First, we may conclude that f(1)=2. Clearly f(1) is not 1 and it cannot be 3 (or else f(3)=4 leading to bounding problems). Thus it follows that f ( 2 k ) = 2 k + 1 .
From here, casework on f(3). It is either 5, 6, or 7. (7 results in a symmetric case with 5.)
If f(3)=5 it follows that f(5)=12. Then f(6),f(7) must be the pairs (13,14), (13,15), or (14,15). Either way, there is one gap.
We will show that the other thing doesn't matter with a small lemma.
Lemma: if f(a)=b and f(a+1)=b+1 then it follows that f(x) is fixed on all intervals [ 2 k a , 2 k ( a + 1 ) ] and [ 2 k b , 2 k ( b + 1 ) ] .
Proof: Induction. f(b)=4a, f(b+1)=4a+4, f(4a)=4b, f(4a+4)=4b+4 and tight bounding takes care of the rest. (f(4a+1)=4b+1 and so forth)
So all that remains is a gap of 2 somewhere. Let's say it's (13,14). Then f(14)=28 and f(16)=32. We now have a gap of 4, for f(15). It has 3 options, 29, 30, 31. So this can be recursed to before. There are 6 ways this happens (2 ways for f(3) = 5,7; 3 ways for our choice of f(6), f(7) or f(5), f(6).)

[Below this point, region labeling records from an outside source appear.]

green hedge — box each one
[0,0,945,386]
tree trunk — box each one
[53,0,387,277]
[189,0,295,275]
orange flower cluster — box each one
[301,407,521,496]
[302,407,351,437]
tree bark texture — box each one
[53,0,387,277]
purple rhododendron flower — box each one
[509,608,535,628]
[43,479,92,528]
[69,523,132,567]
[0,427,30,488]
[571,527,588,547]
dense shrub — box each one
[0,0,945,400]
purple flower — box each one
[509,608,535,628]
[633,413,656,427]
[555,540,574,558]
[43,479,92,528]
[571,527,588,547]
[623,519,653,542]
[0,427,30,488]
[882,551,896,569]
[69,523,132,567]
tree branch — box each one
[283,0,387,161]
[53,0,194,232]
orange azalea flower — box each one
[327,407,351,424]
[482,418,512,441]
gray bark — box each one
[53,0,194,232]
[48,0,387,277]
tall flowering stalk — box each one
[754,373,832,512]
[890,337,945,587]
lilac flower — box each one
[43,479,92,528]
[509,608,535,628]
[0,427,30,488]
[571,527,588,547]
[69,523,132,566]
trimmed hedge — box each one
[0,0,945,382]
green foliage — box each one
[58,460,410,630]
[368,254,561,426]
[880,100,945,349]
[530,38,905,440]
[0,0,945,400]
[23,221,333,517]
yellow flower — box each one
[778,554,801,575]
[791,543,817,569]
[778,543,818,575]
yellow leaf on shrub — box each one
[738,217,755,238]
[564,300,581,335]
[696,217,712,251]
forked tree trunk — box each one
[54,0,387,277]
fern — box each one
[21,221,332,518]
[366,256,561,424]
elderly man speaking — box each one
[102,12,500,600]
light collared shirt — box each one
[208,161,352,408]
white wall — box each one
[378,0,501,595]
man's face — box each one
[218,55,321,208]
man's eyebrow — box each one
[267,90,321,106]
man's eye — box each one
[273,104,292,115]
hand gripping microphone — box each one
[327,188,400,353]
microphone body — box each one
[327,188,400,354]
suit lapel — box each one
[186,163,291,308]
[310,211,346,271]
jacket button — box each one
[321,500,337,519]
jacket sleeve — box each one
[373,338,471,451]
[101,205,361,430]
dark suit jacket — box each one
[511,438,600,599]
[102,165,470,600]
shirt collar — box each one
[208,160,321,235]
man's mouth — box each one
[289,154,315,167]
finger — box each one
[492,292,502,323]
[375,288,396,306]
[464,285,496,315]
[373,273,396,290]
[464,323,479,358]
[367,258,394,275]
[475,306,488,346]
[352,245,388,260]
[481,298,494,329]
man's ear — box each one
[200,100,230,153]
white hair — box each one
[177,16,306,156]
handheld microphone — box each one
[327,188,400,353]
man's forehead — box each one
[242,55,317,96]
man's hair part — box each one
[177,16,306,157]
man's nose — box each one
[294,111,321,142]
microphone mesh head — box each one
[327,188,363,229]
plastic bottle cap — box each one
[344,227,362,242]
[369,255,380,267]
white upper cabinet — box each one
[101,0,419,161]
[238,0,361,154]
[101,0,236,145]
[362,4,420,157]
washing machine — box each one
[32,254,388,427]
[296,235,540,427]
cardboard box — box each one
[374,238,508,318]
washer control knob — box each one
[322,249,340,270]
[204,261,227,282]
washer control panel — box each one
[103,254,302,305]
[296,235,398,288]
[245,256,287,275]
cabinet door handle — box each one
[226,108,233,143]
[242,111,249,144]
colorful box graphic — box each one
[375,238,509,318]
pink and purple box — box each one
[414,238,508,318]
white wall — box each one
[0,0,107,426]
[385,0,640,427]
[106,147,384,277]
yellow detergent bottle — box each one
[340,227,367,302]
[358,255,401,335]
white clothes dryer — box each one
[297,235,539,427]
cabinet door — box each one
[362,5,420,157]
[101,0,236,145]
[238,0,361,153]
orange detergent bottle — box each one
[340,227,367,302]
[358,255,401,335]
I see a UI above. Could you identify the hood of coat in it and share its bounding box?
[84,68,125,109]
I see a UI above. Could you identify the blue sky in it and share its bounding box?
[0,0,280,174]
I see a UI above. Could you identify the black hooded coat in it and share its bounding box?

If f(3)=6 it follows that f(6)=12. Importantly, f(5) and f(7) have three options. They exactly mirror the choice we had for f(3). Our choices for f(5), f(7) are independent so we square F(n-1).
So our recurrence is F ( n ) = F ( n − 1 ) 2 + 6 F ( n − 2 ) , with initial conditions F(1)=1 and F(2)=3. We can easily evaluate F(6) mod 1000 to get 779.